Prince Michał Kleofas Ogiński was born in Guzów, near Warsaw, the capital of the Polish-Lithuanian Commonwealth, in 1765. Although he was groomed as a diplomat to follow in his father Andrzej’s footsteps, he learned the piano from Józef Kozłowski, and the violin initially from Giovanni Giornovichi, then, later, from Viotti. Despite his precocious talent for improvisation at the piano, being an aristocrat, there was never any question of a career in music. Aged only 21, he was elected to the Seym, the Polish Parliament, and the following year he married Izabela Lasocka of Brzeziny, central Poland. His first diplomatic mission in 1789 was to the Hague and London. 

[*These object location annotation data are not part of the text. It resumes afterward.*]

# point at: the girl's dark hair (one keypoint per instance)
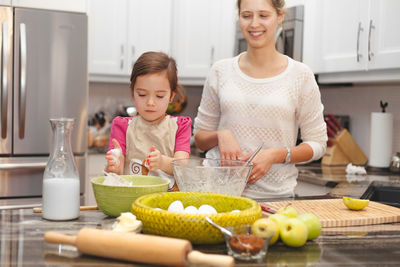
(279, 5)
(153, 62)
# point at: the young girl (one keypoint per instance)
(148, 142)
(262, 96)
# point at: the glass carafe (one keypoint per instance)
(61, 179)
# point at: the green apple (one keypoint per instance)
(313, 225)
(288, 211)
(266, 228)
(293, 232)
(278, 218)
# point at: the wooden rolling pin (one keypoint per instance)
(39, 210)
(138, 248)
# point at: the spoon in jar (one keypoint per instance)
(227, 233)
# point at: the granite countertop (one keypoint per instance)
(22, 244)
(343, 184)
(22, 233)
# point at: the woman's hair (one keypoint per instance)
(279, 5)
(153, 62)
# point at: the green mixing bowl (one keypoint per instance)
(113, 200)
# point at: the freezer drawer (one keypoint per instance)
(50, 78)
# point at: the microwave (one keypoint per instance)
(289, 37)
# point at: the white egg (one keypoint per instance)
(176, 206)
(191, 210)
(207, 209)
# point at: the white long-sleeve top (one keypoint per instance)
(269, 110)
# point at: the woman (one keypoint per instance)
(262, 96)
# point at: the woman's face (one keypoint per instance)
(258, 21)
(152, 94)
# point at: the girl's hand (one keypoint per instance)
(154, 159)
(228, 146)
(262, 162)
(115, 159)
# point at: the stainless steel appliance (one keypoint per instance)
(289, 37)
(43, 75)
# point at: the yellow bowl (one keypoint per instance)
(113, 200)
(193, 227)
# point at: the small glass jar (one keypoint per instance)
(61, 185)
(245, 245)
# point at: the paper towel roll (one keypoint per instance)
(381, 139)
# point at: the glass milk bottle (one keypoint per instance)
(61, 179)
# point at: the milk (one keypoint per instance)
(60, 198)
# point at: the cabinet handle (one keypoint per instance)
(360, 29)
(4, 81)
(121, 65)
(370, 53)
(212, 56)
(22, 77)
(133, 55)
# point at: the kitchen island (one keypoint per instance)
(22, 233)
(22, 244)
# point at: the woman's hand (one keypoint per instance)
(228, 146)
(262, 162)
(115, 159)
(154, 159)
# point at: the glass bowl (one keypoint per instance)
(245, 245)
(211, 175)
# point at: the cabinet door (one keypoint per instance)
(384, 36)
(108, 37)
(343, 35)
(149, 27)
(199, 34)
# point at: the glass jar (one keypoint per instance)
(61, 185)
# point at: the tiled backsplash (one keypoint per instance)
(357, 101)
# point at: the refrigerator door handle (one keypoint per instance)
(4, 80)
(22, 77)
(11, 166)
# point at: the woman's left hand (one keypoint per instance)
(262, 162)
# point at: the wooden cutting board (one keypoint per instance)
(333, 213)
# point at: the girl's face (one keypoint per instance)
(152, 94)
(258, 21)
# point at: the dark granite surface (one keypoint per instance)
(22, 233)
(343, 184)
(22, 244)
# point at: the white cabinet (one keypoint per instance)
(354, 36)
(204, 32)
(195, 32)
(62, 5)
(384, 25)
(108, 29)
(121, 30)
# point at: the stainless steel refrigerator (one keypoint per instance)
(43, 75)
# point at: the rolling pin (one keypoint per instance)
(138, 248)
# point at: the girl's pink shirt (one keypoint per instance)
(182, 139)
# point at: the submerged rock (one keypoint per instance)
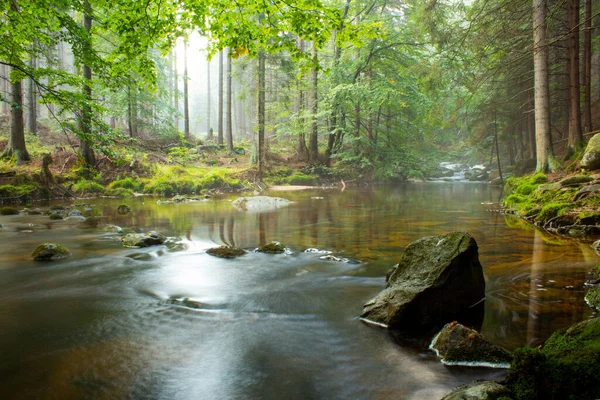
(50, 252)
(437, 279)
(479, 390)
(566, 367)
(456, 344)
(226, 252)
(135, 240)
(271, 248)
(8, 211)
(259, 203)
(591, 156)
(123, 209)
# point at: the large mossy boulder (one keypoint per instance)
(50, 252)
(591, 156)
(479, 390)
(456, 344)
(259, 203)
(136, 240)
(567, 367)
(437, 280)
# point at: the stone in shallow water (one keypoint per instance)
(479, 390)
(456, 344)
(50, 252)
(438, 279)
(259, 203)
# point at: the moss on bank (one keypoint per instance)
(556, 205)
(565, 368)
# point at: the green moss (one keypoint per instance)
(86, 186)
(551, 210)
(273, 248)
(49, 252)
(225, 252)
(8, 211)
(565, 368)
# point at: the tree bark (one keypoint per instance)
(587, 67)
(261, 114)
(545, 155)
(229, 109)
(176, 90)
(87, 152)
(32, 99)
(208, 83)
(575, 141)
(186, 108)
(16, 141)
(220, 117)
(313, 144)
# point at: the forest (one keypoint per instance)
(366, 91)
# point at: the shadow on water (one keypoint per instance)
(111, 322)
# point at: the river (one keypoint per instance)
(100, 324)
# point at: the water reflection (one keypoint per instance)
(101, 324)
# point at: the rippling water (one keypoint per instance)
(101, 325)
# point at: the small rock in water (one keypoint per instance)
(271, 248)
(225, 252)
(50, 252)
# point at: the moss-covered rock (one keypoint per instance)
(565, 368)
(591, 156)
(479, 390)
(226, 252)
(8, 211)
(136, 240)
(437, 279)
(456, 344)
(50, 252)
(272, 248)
(123, 209)
(576, 180)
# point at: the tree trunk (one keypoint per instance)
(587, 67)
(208, 83)
(220, 117)
(545, 155)
(313, 144)
(301, 148)
(32, 99)
(87, 153)
(261, 114)
(186, 108)
(16, 141)
(176, 90)
(229, 109)
(575, 141)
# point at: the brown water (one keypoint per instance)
(98, 325)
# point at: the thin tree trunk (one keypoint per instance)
(87, 152)
(301, 148)
(545, 154)
(186, 108)
(220, 128)
(208, 100)
(575, 135)
(32, 99)
(229, 109)
(16, 142)
(176, 90)
(313, 144)
(261, 114)
(587, 67)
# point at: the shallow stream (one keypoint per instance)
(101, 324)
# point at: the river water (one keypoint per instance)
(100, 324)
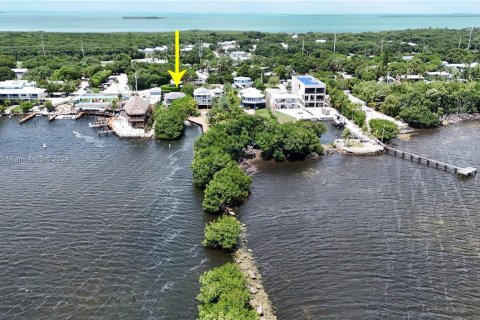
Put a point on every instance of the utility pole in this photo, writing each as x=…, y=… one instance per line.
x=136, y=82
x=43, y=45
x=335, y=43
x=470, y=39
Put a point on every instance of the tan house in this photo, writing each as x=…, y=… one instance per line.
x=137, y=110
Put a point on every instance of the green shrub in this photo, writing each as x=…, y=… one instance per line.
x=419, y=117
x=49, y=106
x=100, y=77
x=228, y=187
x=222, y=233
x=224, y=295
x=170, y=122
x=384, y=129
x=26, y=106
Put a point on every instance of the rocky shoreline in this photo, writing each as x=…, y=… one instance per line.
x=243, y=257
x=456, y=118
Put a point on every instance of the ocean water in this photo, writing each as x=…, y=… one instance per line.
x=371, y=237
x=113, y=22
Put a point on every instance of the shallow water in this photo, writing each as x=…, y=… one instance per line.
x=371, y=237
x=114, y=232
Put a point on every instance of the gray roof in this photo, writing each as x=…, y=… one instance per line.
x=174, y=95
x=136, y=106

He returned to Warsaw, where he continued his political activities. His piano improvisations, notably of Polonaises for listening, rather than dancing, became very popular for their taste, melodic invention and delicacy. His first major success, which won him international fame, was the Polonaise No 1 in F, the so-called Polonaise of Death (it coincided with a totally unfounded rumour that he had committed suicide as a result of a doomed love affair!).   

   

 

 Michał Kleofas Ogiński

by Józef Grassi  

 

During the War of the Polish Partitions, which Ogiński called the Polish Revolution, he fought under Kościuszko against the forces of Catherine the Great by leading a commando unit in northern Lithuania, where he wrought havoc with Russian supply lines. Ultimately, the war was lost, and the Polish-Lithuanian Commonwealth was partitioned by Russia, Prussia and Austria, and ceased to exist. Ogiński, who had earned a Russian price on his head, escaped to Vienna disguised a grand lady’s servant. He spent the next five years in penniless exile, travelling to Italy, Constantinople, the Balkans and everywhere else in Europe, ending up in Paris, seeking the restoration of the Polish state by diplomatic means. Ultimately he failed, but was able to rejoin his wife, Izabela, at her parents’ estate at Brzeziny, now in Prussia, where their two sons, Tadeusz and Franciszek Ksawery – known as Xavier – were born in 1800 and 1801 respectively. When Tsar Alexander I ascended the Russian throne that same year, Ogiński, whose marriage to Izabela had disintegrated and ended in divorce, sought his permission to return to whatever would pass for home. The Tsar readily agreed, and Ogiński was not only rehabilitated but was appointed senator at the Court of St Petersburg. He was able to reclaim his family estate at Zalesie, half was between Vilnius and Minsk in what used to be Lithuania. He settled there with his second wife, the Italian-born Maria Neri, lately widowed on the death of Ogiński’s former comrade-in-arms, Kajetan Nagurski.    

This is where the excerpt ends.